She shrugged. “It’s what we do.” Payton leaned back in the seat and crossed her legs, taking a more relaxed posture. “You have to tell her.”
“Which part?” I snapped. “That I sell pussy, or that her father’s my best customer?”
“Yes.” She said it like it was that fucking simple.
“No.”
Payton rose to her feet, and it was shocking how hard her expression was. “If you have feelings for her, or see even the tiniest fucking chance of it going somewhere, believe me when I tell you that lying is a really bad idea.” She marched to the door, yanked it open, and turned over her shoulder to glance back at me. “It’ll break her heart, and I know you’re into a lot of shit, but I didn’t think breaking was one of them.”
The door slammed shut.
chapter
TWENTY-FIVE
NOEMI
Sunlight glared off of the white floor at the ticketing counter of O’Hare’s Terminal One. I glanced at the ticket in my hand and wondered if Joseph was either proving a point, or thought I would balk at flying any other way. “First class?”
His expression was casual. “It’s a nine hour flight.”
I followed him toward the security line, when a man stepped in front of me and made me halt.
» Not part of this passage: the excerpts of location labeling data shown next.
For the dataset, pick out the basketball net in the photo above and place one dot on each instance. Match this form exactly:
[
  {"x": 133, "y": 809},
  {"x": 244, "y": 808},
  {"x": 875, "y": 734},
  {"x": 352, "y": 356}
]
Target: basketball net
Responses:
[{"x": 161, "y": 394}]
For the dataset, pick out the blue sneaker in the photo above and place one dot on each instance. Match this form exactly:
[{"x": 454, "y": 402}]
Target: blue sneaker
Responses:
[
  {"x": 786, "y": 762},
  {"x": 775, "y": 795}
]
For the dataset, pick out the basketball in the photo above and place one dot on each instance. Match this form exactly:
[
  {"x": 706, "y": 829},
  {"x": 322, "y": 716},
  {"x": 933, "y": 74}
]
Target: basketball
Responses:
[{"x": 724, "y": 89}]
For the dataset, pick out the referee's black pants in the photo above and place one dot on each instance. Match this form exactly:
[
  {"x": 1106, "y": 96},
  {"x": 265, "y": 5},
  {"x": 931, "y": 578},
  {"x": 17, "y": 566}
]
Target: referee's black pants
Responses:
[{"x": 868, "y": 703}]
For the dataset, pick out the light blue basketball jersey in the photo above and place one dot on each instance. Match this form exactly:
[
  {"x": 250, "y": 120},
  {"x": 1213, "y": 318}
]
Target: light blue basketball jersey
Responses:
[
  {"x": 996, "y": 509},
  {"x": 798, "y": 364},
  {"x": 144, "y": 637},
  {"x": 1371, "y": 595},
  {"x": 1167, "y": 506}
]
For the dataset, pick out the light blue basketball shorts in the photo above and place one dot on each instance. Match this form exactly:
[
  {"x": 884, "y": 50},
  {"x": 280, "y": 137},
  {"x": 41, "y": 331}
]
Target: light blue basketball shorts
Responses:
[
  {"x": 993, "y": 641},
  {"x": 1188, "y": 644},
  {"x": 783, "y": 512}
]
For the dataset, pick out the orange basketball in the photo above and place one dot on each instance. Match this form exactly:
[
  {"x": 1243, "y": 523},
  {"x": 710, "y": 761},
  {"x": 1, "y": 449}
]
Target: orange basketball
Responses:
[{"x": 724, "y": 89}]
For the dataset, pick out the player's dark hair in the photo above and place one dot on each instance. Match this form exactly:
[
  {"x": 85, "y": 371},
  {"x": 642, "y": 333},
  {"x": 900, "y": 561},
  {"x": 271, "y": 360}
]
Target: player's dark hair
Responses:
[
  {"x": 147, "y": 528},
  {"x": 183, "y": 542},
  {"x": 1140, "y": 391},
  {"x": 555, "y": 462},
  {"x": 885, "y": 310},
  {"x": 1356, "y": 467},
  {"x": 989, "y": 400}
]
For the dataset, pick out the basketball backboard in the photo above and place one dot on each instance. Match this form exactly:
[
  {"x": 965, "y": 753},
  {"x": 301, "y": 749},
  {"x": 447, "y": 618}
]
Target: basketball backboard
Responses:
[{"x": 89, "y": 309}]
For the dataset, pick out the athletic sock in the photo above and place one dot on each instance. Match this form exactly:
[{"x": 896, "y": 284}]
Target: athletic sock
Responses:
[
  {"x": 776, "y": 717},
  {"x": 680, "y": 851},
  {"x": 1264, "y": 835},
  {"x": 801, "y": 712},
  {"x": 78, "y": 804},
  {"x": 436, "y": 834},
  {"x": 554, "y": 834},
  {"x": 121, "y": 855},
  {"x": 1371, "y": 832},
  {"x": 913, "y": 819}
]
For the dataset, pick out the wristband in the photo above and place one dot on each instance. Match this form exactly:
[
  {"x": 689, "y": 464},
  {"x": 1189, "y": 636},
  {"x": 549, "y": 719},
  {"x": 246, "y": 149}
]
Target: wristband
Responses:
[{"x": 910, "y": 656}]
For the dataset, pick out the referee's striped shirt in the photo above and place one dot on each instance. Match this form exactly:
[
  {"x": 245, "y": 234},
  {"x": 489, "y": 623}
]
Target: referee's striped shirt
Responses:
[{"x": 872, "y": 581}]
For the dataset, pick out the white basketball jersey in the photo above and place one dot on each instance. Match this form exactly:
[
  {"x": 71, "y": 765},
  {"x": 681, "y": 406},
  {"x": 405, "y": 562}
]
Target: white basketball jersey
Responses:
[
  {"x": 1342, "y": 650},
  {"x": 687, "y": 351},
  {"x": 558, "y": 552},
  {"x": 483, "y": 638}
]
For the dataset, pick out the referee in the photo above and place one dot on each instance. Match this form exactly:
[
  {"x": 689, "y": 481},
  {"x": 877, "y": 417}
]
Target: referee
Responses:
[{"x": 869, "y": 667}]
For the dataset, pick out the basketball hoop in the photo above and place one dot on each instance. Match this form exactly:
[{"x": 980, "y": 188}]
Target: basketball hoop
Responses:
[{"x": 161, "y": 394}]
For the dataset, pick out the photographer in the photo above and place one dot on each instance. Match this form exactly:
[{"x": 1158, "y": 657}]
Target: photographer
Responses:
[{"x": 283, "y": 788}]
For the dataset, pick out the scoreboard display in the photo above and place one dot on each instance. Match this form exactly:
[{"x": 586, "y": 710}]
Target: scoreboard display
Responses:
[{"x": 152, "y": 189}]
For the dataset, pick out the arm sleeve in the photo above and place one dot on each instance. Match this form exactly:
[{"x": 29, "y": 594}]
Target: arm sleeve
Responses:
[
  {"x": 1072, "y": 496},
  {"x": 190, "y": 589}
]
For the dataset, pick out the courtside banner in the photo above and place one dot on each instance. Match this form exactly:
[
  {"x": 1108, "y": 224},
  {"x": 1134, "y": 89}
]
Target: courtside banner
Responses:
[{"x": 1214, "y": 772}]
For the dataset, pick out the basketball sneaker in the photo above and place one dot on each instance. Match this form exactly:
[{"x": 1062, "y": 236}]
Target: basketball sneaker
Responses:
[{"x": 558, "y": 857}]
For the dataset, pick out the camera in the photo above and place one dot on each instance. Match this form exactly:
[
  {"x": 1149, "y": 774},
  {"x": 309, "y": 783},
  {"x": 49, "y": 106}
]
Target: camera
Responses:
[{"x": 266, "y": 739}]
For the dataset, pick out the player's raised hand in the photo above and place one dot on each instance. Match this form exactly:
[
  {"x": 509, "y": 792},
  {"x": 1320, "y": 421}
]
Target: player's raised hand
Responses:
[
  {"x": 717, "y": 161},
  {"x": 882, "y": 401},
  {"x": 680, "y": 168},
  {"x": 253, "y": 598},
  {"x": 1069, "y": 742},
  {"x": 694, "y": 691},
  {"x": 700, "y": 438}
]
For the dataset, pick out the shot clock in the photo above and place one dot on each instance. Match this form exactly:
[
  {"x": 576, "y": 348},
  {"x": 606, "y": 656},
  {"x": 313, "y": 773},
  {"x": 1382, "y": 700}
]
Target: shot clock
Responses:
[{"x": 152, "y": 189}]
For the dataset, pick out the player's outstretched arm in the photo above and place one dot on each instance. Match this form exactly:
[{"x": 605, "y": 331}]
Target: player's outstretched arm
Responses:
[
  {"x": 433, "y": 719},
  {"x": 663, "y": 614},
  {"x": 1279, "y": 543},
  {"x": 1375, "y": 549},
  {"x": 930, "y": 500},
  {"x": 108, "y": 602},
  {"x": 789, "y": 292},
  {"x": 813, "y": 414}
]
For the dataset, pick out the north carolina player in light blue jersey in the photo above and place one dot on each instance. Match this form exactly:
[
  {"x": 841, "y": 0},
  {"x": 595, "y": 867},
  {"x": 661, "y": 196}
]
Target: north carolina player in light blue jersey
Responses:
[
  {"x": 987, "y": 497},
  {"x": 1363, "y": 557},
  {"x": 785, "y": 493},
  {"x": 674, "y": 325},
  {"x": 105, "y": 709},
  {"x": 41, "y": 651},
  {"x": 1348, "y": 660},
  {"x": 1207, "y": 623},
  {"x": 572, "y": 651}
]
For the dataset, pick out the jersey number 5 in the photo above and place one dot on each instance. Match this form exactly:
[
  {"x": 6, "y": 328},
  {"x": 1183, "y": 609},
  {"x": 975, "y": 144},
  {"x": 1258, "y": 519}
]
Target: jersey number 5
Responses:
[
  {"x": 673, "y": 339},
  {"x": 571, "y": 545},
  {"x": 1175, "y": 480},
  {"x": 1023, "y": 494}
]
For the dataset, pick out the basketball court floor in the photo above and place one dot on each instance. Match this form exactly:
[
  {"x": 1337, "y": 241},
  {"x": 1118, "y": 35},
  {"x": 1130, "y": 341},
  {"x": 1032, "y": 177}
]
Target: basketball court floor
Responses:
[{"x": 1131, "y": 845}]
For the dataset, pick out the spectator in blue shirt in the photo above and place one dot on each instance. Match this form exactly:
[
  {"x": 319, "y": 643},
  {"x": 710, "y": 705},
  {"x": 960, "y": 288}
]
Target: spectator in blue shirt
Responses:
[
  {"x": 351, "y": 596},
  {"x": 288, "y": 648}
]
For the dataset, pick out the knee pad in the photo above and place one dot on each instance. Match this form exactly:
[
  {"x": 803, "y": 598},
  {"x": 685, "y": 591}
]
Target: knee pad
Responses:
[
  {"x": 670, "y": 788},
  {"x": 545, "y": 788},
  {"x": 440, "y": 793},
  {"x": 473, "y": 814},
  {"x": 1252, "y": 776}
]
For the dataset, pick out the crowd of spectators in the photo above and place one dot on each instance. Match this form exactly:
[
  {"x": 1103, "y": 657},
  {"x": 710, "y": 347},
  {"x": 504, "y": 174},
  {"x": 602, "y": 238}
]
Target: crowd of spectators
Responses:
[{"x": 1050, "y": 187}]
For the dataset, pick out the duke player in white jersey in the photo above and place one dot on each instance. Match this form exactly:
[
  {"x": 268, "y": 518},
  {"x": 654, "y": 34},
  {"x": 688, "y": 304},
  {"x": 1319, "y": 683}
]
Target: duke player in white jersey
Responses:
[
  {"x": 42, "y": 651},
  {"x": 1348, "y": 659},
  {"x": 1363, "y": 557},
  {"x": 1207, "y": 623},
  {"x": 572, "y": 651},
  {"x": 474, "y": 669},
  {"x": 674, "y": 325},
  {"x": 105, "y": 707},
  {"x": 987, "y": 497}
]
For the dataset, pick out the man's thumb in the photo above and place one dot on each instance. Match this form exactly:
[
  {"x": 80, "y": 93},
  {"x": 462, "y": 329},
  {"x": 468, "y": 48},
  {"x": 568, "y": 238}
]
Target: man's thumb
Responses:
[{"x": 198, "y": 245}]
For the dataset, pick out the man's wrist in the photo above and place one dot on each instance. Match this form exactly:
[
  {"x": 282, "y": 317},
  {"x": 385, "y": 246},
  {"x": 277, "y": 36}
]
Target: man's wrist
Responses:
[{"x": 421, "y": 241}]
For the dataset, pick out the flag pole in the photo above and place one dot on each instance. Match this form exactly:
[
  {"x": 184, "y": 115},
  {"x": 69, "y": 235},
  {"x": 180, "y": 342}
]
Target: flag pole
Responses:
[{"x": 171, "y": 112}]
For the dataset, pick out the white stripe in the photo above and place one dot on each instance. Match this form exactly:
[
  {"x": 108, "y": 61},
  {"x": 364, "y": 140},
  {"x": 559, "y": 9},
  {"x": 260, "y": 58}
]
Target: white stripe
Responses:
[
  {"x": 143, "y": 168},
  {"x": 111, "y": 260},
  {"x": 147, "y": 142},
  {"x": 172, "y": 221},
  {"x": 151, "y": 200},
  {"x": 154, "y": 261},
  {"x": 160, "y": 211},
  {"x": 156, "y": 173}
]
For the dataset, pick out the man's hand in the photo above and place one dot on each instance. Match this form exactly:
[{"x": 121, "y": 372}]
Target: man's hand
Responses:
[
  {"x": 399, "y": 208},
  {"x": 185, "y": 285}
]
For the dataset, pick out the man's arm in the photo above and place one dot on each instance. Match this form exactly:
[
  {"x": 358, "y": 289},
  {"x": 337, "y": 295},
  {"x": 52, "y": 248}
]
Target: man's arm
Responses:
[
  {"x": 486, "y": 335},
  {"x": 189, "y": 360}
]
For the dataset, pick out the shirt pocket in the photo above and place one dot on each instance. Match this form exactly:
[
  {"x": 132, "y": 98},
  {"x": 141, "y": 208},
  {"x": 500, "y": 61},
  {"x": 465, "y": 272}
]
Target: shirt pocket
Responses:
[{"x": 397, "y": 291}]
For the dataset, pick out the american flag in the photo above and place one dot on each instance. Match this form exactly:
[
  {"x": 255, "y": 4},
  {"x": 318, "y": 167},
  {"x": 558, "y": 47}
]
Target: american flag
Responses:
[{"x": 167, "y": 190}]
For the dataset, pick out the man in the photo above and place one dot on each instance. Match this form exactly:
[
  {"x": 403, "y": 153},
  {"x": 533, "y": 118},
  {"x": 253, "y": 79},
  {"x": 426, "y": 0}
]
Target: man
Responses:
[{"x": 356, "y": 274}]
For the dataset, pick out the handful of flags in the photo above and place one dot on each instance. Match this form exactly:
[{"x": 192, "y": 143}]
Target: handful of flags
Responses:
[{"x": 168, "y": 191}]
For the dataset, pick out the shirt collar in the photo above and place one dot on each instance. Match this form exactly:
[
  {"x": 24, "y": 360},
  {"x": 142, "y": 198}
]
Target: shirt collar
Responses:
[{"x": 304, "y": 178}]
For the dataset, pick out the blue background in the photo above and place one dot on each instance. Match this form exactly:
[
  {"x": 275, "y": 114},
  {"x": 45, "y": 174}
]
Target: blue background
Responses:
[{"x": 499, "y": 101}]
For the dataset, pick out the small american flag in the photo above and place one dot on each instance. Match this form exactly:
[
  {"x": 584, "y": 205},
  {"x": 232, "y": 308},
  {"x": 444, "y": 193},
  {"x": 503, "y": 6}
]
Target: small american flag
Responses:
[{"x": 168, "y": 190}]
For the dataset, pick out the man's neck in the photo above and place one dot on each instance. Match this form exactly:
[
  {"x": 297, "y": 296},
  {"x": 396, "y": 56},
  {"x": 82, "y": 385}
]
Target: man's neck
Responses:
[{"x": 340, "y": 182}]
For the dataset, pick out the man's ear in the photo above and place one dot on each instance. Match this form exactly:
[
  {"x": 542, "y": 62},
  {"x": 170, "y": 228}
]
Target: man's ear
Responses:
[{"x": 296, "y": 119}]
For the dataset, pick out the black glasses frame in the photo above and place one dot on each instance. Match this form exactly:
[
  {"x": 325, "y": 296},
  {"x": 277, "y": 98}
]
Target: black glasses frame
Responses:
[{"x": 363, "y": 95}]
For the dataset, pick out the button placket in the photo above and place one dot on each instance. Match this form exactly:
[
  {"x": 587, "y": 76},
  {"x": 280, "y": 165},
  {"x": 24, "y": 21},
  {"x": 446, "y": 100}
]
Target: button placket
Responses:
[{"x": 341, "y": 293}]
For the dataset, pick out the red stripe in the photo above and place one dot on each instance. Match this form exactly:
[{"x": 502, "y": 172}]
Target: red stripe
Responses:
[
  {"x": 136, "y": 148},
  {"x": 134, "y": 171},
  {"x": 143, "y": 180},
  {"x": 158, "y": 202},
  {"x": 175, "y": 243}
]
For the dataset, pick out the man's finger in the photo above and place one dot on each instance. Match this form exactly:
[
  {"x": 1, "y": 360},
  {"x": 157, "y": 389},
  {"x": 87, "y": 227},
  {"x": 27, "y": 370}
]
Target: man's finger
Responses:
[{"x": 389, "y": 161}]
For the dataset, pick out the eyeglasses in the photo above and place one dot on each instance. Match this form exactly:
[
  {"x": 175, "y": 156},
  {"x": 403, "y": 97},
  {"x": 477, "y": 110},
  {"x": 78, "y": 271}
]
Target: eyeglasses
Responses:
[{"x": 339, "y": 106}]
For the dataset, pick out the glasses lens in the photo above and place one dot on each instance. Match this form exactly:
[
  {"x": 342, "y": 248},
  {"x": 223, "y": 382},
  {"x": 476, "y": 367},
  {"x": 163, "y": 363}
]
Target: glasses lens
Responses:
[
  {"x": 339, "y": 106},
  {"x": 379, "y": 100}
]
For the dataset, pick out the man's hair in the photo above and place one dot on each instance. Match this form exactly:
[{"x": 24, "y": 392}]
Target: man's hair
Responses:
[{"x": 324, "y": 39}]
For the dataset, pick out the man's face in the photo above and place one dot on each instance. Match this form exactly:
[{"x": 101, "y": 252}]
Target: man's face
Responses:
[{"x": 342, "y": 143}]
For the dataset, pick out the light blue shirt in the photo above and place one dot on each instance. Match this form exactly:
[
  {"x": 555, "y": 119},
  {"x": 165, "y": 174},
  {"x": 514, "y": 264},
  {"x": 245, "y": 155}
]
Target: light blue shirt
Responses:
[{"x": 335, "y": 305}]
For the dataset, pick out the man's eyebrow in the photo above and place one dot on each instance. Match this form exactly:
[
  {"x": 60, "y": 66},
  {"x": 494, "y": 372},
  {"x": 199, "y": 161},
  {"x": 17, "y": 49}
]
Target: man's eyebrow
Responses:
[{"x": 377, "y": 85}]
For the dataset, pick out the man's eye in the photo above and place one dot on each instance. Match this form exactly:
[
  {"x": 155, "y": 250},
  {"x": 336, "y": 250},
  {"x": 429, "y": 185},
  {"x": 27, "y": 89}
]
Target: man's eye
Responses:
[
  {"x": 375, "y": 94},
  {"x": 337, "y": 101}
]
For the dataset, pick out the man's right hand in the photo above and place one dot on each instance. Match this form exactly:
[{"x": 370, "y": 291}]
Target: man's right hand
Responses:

He wore jeans and a faded sweatshirt that was stretched out, and heat rose in my throat at his sleazy grin. I knew what he was instantly.
“Hey,” he said, “aren’t you one of Anthony Rosso’s daughters?”
“No.” I tried to move passed him, but he moved as well, keeping himself between Joseph and me.
“Sure you are. Where you going?”
Joseph realized I wasn’t with him then. When he turned and spotted my situation, his face turned dark.
“Nowhere
,” I said. My annoyance at the stranger only made Joseph’s expression scarier. “Excuse me.” I bypassed him.
“Who’s the guy, Ms. Rosso?”
“Her boyfriend,” Joseph snapped. “Who the fuck are you?”
Crap, no, Joseph. “He’s no one. Let’s go.”
I wrapped a hand on his arm, urging him toward the first class security check line. Now I was grateful Joseph had gotten those tickets since the line was empty, and the general one weaved, seemingly endless.
“Oh, really?” The guy’s voice rang out behind us. “You’ve gotta be, what? Twenty years older than her?”
Joseph whirled around, and I put my hands on his shoulders to stop him. “No,” I said, my voice firm. “Go.” Giving him an order wasn’t the best idea, but we had to keep moving, before—
Joseph’s hand latched on my wrist and he tugged me through the corded section toward the first checkpoint until we were safely out of the man’s view. Hands gripped my waist, steadying me when we abruptly stopped.
“He had a fucking camera.” Joseph’s eyes were concerned.
“It happens sometimes.” I didn’t love being startled by paparazzi, but Joseph’s hands on me now made it not so bad. “The night we met, there was one waiting for me outside your club. That was right after Becca’s meltdown, so it was worse then.”
The dark eyes blinked. “That’s why you wanted to slip out the back.”
I couldn’t walk out of his club and be photographed after the fistfight had given me an enormous facial bruise, and it was also why I didn’t want to press charges. Think about the brand, Noemi.
“If you ignore them,” I repeated the words I’d learned long ago, “they don’t have anything to photograph. I’m not famous. No one’s interested in Noemi Rosso, only what scandal I could bring to my dad’s company.”